HONG KONG: China’s national security agency in Hong Kong summoned international media representatives for a “regulatory talk” on Saturday, saying some had spread false information and smeared the government in recent reports on a deadly fire and upcoming legislative elections.
Senior journalists from several major outlets operating in the city, including AFP, were summoned to the meeting by the Office for Safeguarding National Security (OSNS), which was opened in 2020 following Beijing’s imposition of a wide-ranging national security law on the city.
Through the OSNS, Beijing’s security agents operate openly in Hong Kong, with powers to investigate and prosecute national security crimes.
“Recently, some foreign media reports on Hong Kong have disregarded facts, spread false information, distorted and smeared the government’s disaster relief and aftermath work, attacked and interfered with the Legislative Council election, (and) provoked social division and confrontation,” an OSNS statement posted online shortly after the meeting said.
At the meeting, an official who did not give his name read out a similar statement to media representatives.
He did not give specific examples of coverage that the OSNS had taken issue with, and did not take questions.
The online OSNS statement urged journalists to “not cross the legal red line.”
“The Office will not tolerate the actions of all anti-China and trouble-making elements in Hong Kong, and ‘don’t say we didn’t warn you’,” it read.
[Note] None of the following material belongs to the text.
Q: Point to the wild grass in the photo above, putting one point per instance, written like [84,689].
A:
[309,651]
For the past week and a half, news coverage in Hong Kong has been dominated by a deadly blaze on a residential estate which killed at least 159 people.
Authorities have warned against crimes that “exploit the tragedy” and have reportedly arrested at least three people for sedition in the fire’s aftermath.
Dissent in Hong Kong has been all but quashed since Beijing brought in the national security law, after huge and sometimes violent protests in 2019.
Hong Kong’s electoral system was revamped in 2021 to ensure that only “patriots” could hold office, and the upcoming poll on Sunday will select a second batch of lawmakers under those rules.